Instrumentalisierer als nützliche Idioten der Eskalationsstrategie
Inwieweit die Eskalationsstrategie von Extremisten wie Stephan B. aufgehen wird, ist unklar. In der Öffentlichkeit und den sozialen Medien war auf der einen Seite eine breite und über die Grenzen von politischen und weltanschaulichen Differenzen gehende Solidarität mit den Opfern zu bemerken – begleitet vom Appell an Zusammenhalt und Mäßigung innerhalb der Gesellschaft. Diese reichte von der Bundesregierung über Vertreter der Opposition von Hermann Otto Solms (FDP) bis hin zu Björn Höcke (AfD) und von Vertretern der christlichen Kirchen bis hin zur „Stiftung Bildung und Dialog“ deutscher Muslime aus der Gülen-Bewegung.
Auf der anderen Seite musste man aber auch auf Verschwörungstheorien und Instrumentalisierungsbemühungen nicht lange warten, die vom „False Flag“-Vorwurf angesichts der bevorstehenden Landtagswahlen in Thüringen bis hin zur Behauptung einer „Mitverantwortung der AfD“ reichten. Sie illustrieren vor allem, wie weit in Deutschland bereits ein Zustand fortgeschritten ist, in dem die narzisstische Inszenierung des eigenen Narrativs notfalls auf Kosten des Gemeinwesens durchgezogen wird.
Im Grunde also genau das, was auch Terroristen wie Stephan B. bezwecken, deren Narrativ eben nicht den heldenhaften Kampf des moralisch Guten gegen die „Antidemokraten“ oder die „Rettung des Weltklimas“, sondern in dem Fall eben den „drohenden Untergang der weißen Rasse“ beschreibt. Der Grad der Militanz und die konstitutiven Fetische variieren, der Fanatismus und die Bereitschaft zur Dämonisierung des Feindes einen.

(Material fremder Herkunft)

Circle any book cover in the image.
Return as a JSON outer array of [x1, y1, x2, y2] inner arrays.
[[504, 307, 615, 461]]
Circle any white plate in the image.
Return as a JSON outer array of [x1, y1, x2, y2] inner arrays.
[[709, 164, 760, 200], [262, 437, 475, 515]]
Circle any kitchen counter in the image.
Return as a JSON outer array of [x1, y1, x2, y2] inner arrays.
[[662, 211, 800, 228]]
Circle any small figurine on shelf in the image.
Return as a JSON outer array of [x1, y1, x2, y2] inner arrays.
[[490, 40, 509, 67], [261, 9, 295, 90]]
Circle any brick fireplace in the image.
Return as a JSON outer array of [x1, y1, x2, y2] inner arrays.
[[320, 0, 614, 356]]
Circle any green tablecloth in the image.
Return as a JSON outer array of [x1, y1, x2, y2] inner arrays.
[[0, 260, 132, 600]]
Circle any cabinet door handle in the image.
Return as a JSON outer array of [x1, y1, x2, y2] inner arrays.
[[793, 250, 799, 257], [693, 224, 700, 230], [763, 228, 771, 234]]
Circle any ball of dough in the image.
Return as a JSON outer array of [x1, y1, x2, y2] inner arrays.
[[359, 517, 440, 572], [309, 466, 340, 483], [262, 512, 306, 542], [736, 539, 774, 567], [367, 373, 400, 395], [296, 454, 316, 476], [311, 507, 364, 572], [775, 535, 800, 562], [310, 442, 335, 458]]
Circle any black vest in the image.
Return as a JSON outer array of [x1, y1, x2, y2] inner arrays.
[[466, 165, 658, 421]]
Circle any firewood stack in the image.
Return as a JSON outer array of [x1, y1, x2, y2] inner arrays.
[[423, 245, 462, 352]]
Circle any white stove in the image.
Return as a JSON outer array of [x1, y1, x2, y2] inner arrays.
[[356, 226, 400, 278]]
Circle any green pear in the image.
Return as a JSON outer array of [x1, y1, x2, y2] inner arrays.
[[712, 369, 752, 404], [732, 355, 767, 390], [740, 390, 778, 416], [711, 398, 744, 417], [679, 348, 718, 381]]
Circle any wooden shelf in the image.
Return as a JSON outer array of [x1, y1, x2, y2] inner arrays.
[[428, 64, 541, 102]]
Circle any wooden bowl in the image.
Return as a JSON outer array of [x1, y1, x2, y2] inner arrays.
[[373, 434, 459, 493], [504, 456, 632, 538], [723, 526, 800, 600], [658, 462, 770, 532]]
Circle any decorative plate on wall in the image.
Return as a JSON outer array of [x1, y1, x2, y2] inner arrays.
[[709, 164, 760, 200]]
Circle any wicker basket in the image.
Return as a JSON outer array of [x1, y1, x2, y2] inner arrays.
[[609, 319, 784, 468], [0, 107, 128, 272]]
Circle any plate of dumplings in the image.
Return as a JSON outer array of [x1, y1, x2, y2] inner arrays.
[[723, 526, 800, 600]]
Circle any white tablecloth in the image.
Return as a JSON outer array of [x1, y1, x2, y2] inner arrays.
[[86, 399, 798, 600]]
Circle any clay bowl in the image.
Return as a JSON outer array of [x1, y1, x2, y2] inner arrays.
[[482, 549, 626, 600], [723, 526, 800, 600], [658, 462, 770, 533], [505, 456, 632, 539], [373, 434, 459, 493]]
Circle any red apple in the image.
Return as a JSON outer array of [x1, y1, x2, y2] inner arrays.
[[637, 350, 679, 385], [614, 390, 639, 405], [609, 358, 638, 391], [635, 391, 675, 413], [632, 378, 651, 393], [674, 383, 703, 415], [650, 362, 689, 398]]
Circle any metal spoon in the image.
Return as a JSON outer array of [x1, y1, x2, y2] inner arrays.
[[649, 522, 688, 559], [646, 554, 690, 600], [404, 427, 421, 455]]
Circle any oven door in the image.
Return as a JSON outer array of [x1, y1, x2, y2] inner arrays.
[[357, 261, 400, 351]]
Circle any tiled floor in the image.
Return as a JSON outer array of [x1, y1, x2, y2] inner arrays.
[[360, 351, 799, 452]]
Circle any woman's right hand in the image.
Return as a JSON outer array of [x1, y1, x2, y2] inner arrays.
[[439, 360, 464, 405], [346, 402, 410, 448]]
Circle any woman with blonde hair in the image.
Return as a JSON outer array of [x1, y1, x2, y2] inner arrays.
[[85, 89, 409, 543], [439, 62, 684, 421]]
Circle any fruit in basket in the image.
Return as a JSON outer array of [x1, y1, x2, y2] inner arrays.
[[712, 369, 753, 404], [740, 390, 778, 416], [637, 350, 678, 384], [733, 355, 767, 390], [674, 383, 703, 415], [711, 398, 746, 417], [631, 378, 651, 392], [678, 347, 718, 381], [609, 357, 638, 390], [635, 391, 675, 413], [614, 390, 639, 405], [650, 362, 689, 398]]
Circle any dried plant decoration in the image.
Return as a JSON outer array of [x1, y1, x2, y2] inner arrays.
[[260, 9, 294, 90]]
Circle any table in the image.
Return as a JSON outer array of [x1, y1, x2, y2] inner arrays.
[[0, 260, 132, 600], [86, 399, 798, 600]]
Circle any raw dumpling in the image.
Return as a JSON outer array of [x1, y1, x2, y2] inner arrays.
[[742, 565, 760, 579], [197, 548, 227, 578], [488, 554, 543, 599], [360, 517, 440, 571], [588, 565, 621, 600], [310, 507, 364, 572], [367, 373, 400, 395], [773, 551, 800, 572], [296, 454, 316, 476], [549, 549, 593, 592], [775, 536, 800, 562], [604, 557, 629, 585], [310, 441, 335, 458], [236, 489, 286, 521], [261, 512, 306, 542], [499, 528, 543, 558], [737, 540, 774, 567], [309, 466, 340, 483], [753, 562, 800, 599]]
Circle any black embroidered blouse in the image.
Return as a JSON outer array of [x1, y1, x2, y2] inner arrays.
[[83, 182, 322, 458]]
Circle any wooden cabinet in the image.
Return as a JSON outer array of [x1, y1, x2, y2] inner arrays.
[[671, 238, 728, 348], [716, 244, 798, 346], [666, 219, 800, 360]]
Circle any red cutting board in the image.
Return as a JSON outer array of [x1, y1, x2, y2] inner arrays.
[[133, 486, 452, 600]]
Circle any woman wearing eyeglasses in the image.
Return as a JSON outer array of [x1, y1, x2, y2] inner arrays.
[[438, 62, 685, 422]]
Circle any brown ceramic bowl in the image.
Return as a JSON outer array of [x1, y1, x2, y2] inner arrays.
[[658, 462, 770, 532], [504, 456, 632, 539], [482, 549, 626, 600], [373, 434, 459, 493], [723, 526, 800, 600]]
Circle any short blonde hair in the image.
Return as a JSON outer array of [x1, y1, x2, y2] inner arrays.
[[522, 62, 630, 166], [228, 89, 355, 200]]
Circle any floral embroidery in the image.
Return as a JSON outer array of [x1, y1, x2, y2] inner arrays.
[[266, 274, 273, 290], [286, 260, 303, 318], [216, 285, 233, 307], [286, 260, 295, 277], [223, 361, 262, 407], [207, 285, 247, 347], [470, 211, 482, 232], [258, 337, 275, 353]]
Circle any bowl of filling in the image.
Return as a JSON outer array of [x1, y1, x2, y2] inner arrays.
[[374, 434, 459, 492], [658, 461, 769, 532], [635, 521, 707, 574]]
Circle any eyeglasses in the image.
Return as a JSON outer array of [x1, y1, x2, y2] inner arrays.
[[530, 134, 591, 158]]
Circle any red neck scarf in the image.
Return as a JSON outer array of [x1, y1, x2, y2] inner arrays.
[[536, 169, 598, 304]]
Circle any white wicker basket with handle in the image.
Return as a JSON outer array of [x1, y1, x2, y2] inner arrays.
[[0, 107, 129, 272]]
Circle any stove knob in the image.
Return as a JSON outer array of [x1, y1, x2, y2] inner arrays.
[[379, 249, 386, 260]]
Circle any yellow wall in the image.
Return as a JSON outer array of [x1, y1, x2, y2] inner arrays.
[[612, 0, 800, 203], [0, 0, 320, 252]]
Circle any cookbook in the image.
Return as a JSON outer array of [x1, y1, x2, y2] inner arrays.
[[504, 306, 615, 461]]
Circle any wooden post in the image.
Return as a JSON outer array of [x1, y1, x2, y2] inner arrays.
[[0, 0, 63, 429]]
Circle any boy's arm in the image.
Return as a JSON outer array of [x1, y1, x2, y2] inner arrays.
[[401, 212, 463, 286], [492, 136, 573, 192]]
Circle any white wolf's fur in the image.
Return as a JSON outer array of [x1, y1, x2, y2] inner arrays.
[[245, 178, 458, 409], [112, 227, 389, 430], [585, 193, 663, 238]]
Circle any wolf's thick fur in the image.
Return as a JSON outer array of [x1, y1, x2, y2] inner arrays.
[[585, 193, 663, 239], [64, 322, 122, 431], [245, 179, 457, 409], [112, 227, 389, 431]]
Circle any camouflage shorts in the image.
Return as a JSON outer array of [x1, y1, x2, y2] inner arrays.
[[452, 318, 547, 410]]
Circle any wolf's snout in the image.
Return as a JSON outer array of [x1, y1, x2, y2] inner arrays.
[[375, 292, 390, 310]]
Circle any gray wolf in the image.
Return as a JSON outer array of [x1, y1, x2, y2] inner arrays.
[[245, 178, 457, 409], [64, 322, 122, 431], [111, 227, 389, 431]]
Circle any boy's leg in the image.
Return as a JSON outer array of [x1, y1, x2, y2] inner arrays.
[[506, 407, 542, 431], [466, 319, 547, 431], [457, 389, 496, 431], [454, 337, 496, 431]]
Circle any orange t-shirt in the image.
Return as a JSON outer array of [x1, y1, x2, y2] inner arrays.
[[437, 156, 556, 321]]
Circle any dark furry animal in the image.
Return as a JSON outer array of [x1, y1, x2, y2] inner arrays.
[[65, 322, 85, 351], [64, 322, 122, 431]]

Politiker wie Bayerns Innenminister Joachim Herrmann oder Publizist Michel Friedman, die Anschläge wie in Halle zu Angriffen gegen die nachweislich unbeteiligte AfD nutzen, könnten in diesem Sinne zu nützlichen Idioten der Eskalationsstrategie der Terroristen werden. Es ist eben nicht nur ein Ungeheuer, das der Schlaf der Vernunft gebiert.